Taking a look at whether the British government’s assault on higher earners is pushing more people and more wealth offshore from the UK
Report filed under: Offshore Banking and Savings Guides » Offshore Tax Havens Guide
Fri, October 23, 2009 - 10:53 am EET
In their April 2009 Budget the British government not only made it very clear that they want to tax higher earners far more, but that they want to put a cap on any tax relief that such individuals currently enjoy on any of their savings and investments too.
This shocked many as a lot of the proposals represented a u-turn in policy and really made it very clear that the UK government is wholly unsupportive of those who work exceptionally hard and earn more as a result. Needless to say, those who will be affected by the far reaching and damaging changes from as early as April 2010 have been looking into ways to get around the tax increases.
So, the question on many people’s lips is – ‘are offshore tax havens benefitting from British higher rate tax payers’ wealth’ – and the answer is a resounding and almost universal yes! In this report we’ll examine how the British government is pushing some of its most important citizens – in terms of their influence on British business and the British economy - away from the UK.
Accepting that the tax rate on income is set to rise to 50% for higher earners from next April, what else has the British Government done to alienate its highest achievers? Well, the government currently offers tax relief of 20% at source for eligible pension contributions, and gives higher rate tax payers the ability to benefit from an additional 20% via self-assessment or an alteration of their tax code. However, going forward there has been an absolute U-Turn in respect of this because those earning £150,000 or more per annum will have their higher-rate tax relief restricted from April 2011.
Apparently there will be a sliding scale of tax relief eligibility up to an annual earnings level of £180,000, over which the individual will be restricted to tax relief of just 20%. Naturally this restricts the attraction of saving into an onshore British pension for any higher rate earners who decide to remain in the UK. But that’s not where the government is stopping – tax on income from dividends on equities is to rise to 42.5% for all higher rate tax payers too. Furthermore, for those earning above £100,000 per annum, the income tax personal allowance (i.e. the amount on which no tax is payable), will be reduced on a gradual scale as income increases, until it is completely eliminated apparently!
Naturally enough the top earners in Britain are doing absolutely everything in their power to protect their wealth through the utilisation of every potential scheme available to them. At Shelter Offshore we’re already well aware that there has been an increase of interest in international corporate structures amongst higher earners seeking a way to protect their businesses offshore. What’s more, we’re keenly aware that there are those who are turning their back on the UK altogether. Some are vacating the country lock, stock and barrel whilst others, who have to retain some ties with the UK, are looking into how they can get around the rules of tax residency by spending the minimum numbers of days out of Britain – however this is a very dangerous game to play as HMRC will not be pleased. This is certainly not something we would ever recommend.
Everyone who can will protect not only their income but their wealth from taxation erosion – naturally enough, this is where the offshore financial marketplace begins to really grow in appeal and interest.
All nations affected by the global financial storm are seeking ways to protect their economies so potentially it’s not only Britons who are looking overseas for ways to protect their wealth. However, not all countries had such damaging exposure to failing banks. Britain has compounded its financial problems by bailing out banks, writing off or underwriting toxic loans and printing money to try and hold up a banking industry that could have done with a few more big names going out of business to clean up the entire industry! This means that Britain is in the position where it will need to tax more, spend less and wallow in recession for a long time to come anywhere close to building a healthy economy again.

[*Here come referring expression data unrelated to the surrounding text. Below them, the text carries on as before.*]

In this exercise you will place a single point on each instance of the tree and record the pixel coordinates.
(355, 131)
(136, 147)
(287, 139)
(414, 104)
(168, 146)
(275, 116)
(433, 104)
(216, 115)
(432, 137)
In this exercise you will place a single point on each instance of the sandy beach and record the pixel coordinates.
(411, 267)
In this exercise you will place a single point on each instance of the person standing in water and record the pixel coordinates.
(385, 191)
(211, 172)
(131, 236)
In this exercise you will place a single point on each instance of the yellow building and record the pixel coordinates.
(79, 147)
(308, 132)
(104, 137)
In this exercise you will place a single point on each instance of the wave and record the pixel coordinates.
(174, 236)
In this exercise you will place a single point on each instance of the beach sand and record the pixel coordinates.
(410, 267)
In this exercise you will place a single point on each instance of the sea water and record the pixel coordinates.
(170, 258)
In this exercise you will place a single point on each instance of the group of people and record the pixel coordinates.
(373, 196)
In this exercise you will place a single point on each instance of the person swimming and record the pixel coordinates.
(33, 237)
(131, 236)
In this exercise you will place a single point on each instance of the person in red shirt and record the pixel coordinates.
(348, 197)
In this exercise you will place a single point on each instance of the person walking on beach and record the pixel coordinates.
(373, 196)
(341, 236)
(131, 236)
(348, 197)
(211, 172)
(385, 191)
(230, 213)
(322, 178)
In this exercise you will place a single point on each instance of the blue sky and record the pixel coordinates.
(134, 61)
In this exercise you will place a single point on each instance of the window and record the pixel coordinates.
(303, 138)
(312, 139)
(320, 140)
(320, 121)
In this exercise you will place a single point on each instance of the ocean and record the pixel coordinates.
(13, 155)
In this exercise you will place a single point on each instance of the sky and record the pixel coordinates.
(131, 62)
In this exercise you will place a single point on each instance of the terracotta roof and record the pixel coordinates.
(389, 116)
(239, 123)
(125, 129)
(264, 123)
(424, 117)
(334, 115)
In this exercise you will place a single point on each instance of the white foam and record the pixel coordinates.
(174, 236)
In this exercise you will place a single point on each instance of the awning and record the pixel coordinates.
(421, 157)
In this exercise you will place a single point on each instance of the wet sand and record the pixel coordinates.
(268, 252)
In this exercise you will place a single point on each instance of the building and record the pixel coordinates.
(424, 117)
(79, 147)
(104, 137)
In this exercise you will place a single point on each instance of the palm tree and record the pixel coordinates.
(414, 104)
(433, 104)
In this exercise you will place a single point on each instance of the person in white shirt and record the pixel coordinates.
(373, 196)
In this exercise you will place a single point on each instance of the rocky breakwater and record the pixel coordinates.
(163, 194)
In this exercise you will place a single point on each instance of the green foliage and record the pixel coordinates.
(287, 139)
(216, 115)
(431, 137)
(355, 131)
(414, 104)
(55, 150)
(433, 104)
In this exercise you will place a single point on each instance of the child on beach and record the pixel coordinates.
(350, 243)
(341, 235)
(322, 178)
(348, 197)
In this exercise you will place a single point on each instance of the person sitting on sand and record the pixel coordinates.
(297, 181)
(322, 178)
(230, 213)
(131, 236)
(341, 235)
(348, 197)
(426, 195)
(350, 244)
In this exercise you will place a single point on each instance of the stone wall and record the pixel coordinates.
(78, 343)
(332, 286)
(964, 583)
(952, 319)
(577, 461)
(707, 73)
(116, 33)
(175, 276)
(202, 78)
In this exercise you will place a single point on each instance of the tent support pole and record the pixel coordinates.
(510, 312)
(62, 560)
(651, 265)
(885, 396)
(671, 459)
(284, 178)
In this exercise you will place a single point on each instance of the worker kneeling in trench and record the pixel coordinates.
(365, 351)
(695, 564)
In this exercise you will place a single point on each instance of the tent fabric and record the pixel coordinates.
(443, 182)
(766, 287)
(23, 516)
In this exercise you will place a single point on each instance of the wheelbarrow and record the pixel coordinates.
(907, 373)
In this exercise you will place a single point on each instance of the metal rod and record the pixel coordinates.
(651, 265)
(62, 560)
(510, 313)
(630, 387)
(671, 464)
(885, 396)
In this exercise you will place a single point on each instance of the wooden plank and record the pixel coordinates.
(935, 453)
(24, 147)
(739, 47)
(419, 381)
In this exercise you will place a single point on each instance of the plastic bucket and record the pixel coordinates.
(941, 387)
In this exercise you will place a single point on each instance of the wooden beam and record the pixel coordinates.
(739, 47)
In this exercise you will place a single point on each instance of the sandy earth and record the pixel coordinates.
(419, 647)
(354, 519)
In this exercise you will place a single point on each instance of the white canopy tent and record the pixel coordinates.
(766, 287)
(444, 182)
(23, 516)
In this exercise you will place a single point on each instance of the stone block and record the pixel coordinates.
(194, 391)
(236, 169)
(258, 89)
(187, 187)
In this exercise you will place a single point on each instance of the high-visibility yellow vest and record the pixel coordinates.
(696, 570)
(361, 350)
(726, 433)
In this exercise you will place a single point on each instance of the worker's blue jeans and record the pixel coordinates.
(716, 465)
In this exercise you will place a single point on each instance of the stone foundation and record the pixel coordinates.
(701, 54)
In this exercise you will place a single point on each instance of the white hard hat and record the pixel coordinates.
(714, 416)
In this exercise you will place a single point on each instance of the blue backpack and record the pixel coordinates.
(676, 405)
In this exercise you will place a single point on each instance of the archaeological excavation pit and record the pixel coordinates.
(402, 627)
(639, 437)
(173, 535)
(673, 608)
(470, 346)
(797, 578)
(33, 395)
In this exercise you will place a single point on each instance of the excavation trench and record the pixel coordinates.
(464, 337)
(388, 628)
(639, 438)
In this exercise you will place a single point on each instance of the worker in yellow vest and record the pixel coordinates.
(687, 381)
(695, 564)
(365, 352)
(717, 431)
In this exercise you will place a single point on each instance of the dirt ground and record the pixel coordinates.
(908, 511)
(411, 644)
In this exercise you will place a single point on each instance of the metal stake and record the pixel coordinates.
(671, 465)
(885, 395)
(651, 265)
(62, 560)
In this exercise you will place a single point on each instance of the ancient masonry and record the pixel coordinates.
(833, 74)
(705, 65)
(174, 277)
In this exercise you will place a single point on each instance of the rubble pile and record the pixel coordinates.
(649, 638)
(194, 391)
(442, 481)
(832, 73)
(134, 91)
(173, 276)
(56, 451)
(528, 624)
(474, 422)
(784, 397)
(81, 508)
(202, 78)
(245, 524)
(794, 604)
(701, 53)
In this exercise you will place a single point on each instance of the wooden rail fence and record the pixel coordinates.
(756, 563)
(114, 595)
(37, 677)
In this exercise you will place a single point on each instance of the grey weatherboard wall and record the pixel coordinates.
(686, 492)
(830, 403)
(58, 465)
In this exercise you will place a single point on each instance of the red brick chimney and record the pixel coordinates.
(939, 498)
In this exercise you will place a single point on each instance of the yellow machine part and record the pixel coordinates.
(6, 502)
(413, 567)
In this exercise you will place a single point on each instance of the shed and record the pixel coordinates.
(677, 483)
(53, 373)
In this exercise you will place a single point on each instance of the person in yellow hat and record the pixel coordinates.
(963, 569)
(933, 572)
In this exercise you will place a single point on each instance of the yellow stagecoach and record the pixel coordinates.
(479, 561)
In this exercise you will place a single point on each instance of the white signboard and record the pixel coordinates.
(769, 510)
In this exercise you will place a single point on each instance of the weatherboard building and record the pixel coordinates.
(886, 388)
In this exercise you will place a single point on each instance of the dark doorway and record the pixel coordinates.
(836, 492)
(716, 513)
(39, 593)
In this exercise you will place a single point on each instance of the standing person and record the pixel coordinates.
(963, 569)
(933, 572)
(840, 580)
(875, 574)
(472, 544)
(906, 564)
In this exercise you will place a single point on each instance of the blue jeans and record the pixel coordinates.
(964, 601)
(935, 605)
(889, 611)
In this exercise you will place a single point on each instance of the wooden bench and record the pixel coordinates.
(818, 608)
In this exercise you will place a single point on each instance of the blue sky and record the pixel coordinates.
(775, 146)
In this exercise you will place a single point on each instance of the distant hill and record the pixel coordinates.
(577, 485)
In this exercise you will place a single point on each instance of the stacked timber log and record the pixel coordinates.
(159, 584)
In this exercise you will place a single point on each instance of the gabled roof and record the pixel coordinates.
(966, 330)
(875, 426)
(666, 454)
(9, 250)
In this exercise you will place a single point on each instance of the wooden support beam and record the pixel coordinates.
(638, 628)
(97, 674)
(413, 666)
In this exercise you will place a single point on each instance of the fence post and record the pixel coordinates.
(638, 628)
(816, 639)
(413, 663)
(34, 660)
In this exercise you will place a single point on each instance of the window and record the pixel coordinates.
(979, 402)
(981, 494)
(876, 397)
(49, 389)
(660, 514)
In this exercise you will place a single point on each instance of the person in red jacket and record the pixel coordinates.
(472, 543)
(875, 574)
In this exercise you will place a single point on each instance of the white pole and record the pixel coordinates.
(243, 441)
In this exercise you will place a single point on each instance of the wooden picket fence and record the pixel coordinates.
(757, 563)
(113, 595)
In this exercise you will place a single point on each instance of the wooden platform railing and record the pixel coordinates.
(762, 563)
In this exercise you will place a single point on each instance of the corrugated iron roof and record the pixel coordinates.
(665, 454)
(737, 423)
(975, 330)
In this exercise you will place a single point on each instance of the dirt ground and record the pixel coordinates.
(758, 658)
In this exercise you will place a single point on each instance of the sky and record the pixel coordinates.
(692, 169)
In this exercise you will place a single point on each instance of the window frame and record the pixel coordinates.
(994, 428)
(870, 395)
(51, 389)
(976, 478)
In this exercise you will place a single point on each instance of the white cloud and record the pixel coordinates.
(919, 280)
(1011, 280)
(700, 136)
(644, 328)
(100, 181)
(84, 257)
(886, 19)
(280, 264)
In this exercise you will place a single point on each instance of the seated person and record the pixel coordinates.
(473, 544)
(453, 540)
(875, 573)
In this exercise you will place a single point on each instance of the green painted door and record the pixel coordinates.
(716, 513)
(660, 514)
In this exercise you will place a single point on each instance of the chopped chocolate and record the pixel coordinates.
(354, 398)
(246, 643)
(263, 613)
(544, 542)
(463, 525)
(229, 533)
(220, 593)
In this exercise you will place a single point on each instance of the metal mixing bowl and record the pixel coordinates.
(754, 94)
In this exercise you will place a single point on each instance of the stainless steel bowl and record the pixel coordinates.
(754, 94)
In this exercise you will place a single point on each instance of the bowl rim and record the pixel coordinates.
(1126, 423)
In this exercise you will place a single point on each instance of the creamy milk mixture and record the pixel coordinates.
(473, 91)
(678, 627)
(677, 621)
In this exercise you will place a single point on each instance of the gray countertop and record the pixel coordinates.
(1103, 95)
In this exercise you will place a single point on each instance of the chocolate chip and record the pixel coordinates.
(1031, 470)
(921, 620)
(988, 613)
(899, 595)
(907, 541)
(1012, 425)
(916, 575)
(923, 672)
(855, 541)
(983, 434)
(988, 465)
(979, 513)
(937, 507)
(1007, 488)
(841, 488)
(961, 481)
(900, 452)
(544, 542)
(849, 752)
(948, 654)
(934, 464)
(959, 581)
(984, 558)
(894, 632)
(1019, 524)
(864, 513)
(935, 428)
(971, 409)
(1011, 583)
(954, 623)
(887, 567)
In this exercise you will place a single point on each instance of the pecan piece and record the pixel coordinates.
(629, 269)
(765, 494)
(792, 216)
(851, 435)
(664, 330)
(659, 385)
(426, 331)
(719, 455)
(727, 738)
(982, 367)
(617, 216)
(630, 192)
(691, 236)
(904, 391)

Other nations aren’t in such an horrendous position as Great Britain, but that’s not to say that tax hikes won’t affect other nations. Mexico, Canada and America are all discussing or implementing hikes apparently, and of course, taxing the rich is always a popular vote winner…
So, will a global increase in income tax be a good thing for offshore financial institutions?
The short answer here is yes – but in truth, this is not an easy question to answer! The entire offshore world as we know it is under threat from the likes of the OECD, the G20 and the European Union who are forcing damaging disclosure policies on all international financial centres. Of course, we fully support those who wage war on tax evasion, but we are wholly opposed to a restriction on tax competitiveness.
There are certainly nations that will come out winning in this global financial battle as other countries decide to tax their citizens to the hilt – they are likely to be the countries that offer a lower income tax rate to residents who fulfil certain criteria – such as those who do not earn an income from the local economy, but who reside in that nation. Such individuals will then perhaps be taxed less on their worldwide income and gains. Look to the models currently in operation in countries like Malaysia and Belize if you want to escape today, but keep your mind open and take professional advice about your own personalised best way to protect your income, your assets and your wealth because not all solutions are suitable for all people.